7.Accuracy, appropriateness, and readability of ChatGPT-4 and ChatGPT-3.5 in answering pediatric emergency medicine post-discharge questions
Mitul GUPTA ; Aiza KAHLUN ; Ria SUR ; Pramiti GUPTA ; Andrew KIENSTRA ; Winnie WHITAKER ; Graham AUFRICHT
Pediatric Emergency Medicine Journal 2025;12(2):62-72
Purpose:
Large language models (LLMs) like ChatGPT (OpenAI) are increasingly used in healthcare, raising questions about their accuracy and reliability for medical information. This study compared 2 versions of ChatGPT in answering post-discharge follow-up questions in the area of pediatric emergency medicine (PEM).
Methods:
Twenty-three common post-discharge questions were posed to ChatGPT-4 and -3.5, with responses generated before and after a simplification request. Two blinded PEM physicians evaluated appropriateness and accuracy as the primary endpoint.
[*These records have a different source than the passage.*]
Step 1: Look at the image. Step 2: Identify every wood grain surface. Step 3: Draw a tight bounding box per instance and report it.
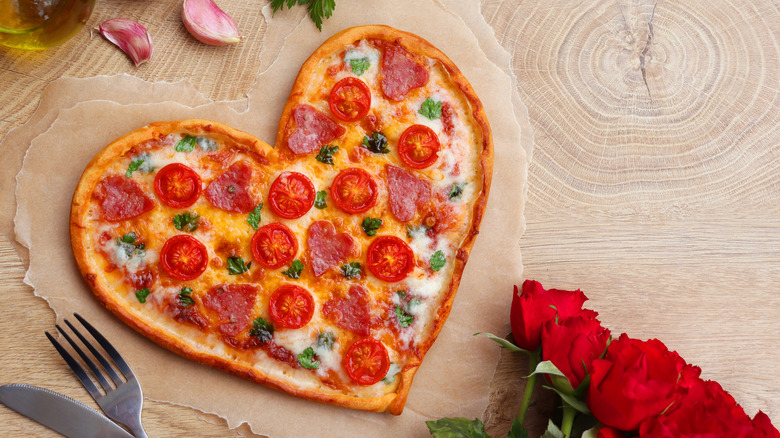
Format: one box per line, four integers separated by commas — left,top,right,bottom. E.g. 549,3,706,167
0,0,780,437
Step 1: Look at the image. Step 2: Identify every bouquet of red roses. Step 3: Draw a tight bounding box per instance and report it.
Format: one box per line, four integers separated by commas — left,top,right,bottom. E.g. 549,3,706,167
427,280,780,438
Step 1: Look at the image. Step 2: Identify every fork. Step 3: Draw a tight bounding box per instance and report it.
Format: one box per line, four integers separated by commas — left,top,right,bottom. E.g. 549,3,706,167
46,313,148,438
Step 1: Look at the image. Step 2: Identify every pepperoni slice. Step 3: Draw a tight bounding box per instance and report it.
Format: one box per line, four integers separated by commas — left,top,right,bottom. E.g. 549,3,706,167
92,175,154,222
328,77,371,122
154,163,202,208
268,172,315,219
206,161,255,213
398,125,441,169
268,284,314,328
386,164,431,222
322,284,371,336
203,283,258,337
287,105,347,154
252,223,298,269
330,167,378,213
382,45,428,101
366,236,414,282
342,338,390,385
306,220,355,277
160,234,209,280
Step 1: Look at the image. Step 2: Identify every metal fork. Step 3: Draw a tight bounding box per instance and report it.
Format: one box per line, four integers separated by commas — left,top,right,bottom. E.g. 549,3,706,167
46,313,148,438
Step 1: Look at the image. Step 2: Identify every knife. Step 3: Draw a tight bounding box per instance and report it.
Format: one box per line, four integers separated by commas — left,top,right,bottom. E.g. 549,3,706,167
0,383,133,438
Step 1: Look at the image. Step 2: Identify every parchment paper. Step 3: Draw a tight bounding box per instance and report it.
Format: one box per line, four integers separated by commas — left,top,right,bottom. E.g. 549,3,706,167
10,0,530,437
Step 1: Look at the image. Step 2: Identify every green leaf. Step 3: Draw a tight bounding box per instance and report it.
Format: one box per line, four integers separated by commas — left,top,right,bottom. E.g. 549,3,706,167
314,190,328,210
349,58,371,76
249,316,274,344
298,347,320,370
314,145,339,164
246,202,263,231
228,257,252,275
425,417,490,438
135,287,151,303
341,262,363,278
282,259,303,279
363,132,390,154
431,250,447,271
360,217,382,236
418,97,441,120
173,135,198,152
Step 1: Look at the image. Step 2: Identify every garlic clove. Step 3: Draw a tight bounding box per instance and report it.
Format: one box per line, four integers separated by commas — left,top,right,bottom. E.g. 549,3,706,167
98,18,154,67
181,0,241,46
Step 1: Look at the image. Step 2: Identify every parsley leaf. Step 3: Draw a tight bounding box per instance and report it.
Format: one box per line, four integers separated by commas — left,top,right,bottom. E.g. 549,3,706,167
360,217,382,236
431,250,447,271
228,257,252,275
314,190,328,210
282,259,303,279
249,316,274,344
179,286,195,307
298,347,320,370
341,262,363,278
418,97,441,120
135,287,151,303
173,135,198,152
246,202,263,231
173,212,200,233
349,58,371,76
450,183,468,201
363,132,390,154
314,144,339,164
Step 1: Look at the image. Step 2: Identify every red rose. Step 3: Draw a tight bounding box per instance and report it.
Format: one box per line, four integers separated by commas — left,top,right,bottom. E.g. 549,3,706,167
542,316,609,389
509,280,596,351
587,334,685,431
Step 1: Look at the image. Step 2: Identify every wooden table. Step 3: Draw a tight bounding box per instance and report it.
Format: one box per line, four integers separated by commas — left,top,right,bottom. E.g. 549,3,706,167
0,0,780,437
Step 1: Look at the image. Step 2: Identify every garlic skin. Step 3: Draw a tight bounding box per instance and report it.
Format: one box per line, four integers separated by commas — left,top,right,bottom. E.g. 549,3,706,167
97,18,154,67
181,0,241,46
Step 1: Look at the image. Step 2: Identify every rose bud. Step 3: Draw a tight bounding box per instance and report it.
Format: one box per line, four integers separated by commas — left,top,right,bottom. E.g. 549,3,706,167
587,334,685,431
98,18,154,67
509,280,597,351
181,0,241,46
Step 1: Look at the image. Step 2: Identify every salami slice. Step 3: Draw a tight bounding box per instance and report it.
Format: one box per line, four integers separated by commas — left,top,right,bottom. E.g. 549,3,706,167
307,220,355,277
203,283,257,337
386,164,431,222
322,284,371,336
93,175,154,222
382,44,428,101
287,105,347,154
206,161,255,213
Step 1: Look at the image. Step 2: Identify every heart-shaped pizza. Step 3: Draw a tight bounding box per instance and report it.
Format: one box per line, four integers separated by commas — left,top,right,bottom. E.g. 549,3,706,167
70,26,493,414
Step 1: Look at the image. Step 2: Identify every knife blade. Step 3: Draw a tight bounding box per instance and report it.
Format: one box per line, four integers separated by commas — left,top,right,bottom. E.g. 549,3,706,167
0,383,133,438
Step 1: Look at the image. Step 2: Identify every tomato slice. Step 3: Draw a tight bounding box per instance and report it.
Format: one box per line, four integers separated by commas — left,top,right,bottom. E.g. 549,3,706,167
366,236,414,282
160,234,209,280
269,284,314,328
330,167,378,213
398,125,441,169
328,77,371,122
252,223,298,269
268,172,315,219
343,338,390,385
154,163,201,208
Secondary endpoints included word count and readability. Six established reading scales were averaged, including the Automated Readability Index, Gunning Fog Index, Flesch-Kincaid Grade Level, Coleman-Liau Index, Simple Measure of Gobbledygook Grade Level, and Flesch Reading Ease. T-tests and Cohen’s kappa were used to determine differences and inter-rater agreement, respectively.
Results:
The physician evaluations showed high appropriateness for both defaults (ChatGPT-4, 91.3%-100% vs. ChatGPT-3.5, 91.3%) and simplified responses (both 87.0%-91.3%). The accuracy was also high for default (87.0%-95.7% vs. 87.0%-91.3%) and simplified responses (both 82.6%-91.3%). The inter-rater agreement was fair overall (κ = 0.37; P < 0.001). For default responses, ChatGPT-4 produced longer outputs than ChatGPT-3.5 (233.0 ± 97.1 vs. 199.6 ± 94.7 words; P = 0.043), with a similar readability (13.3 ± 1.9 vs. 13.5 ± 1.8; P = 0.404). After simplification, both LLMs improved word count and readability (P < 0.001), with ChatGPT-4 achieving a readability suitable for the eighth grade students in the United States (7.7 ± 1.3 vs. 8.2 ± 1.5; P = 0.027).
Conclusion
The responses of ChatGPT-4 and -3.5 to post-discharge questions were deemed appropriate and accurate by the PEM physicians. While ChatGPT-4 showed an edge in simplifying language, neither LLM consistently met the recommended reading level of sixth grade students. These findings suggest a potential for LLMs to communicate with guardians.